В окно я вижу кирпичные фасады охрового оттенка, которые постепенно светлеют при первых лучах солнца. Стены немного розовеют, в точности как греческая грамматика Рата — память четвертого класса. Я вовсе не был блестящим эллинистом, но мне нравился этот теплый, глубокий оттенок, который и по сей день открывает мне прилежный школьный мир, где соседствуют пес Алкивиада и герои Фермопил. Торговцы красками называют его «античный розовый». Ничего общего с розовым госпитальным лейкопластырем. Еще меньше — с сиреневым, которым выкрашены плинтусы и дверные проемы в моей палате. Похоже на упаковку скверных духов.
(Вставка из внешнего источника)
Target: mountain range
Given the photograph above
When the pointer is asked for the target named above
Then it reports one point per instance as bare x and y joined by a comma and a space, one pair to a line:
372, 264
Сегодня воскресенье. Ужасное воскресенье, когда ни одно событие не нарушит вялое течение часов, если, к несчастью, не объявится никто из посетителей. Не придут ни кинезитерапевт, ни логопед, ни психиатр. Пустыня с единственным оазисом — умывание и приведение меня в порядок, но быстрее, чем обычно. В такие дни последствия субботних вечерних возлияний в сочетании с ностальгией по семейным пикникам, стрельбе по летящим тарелкам и рыбной ловле на креветок, то есть развлечениям, которых лишает дежурство, погружает медицинских работников в состояние механического отупения, и процедура умывания напоминает скорее сдирание кожи, нежели сеанс талассотерапии. Тройной дозы лучшей туалетной воды не хватает, чтобы скрыть правду: от нас воняет.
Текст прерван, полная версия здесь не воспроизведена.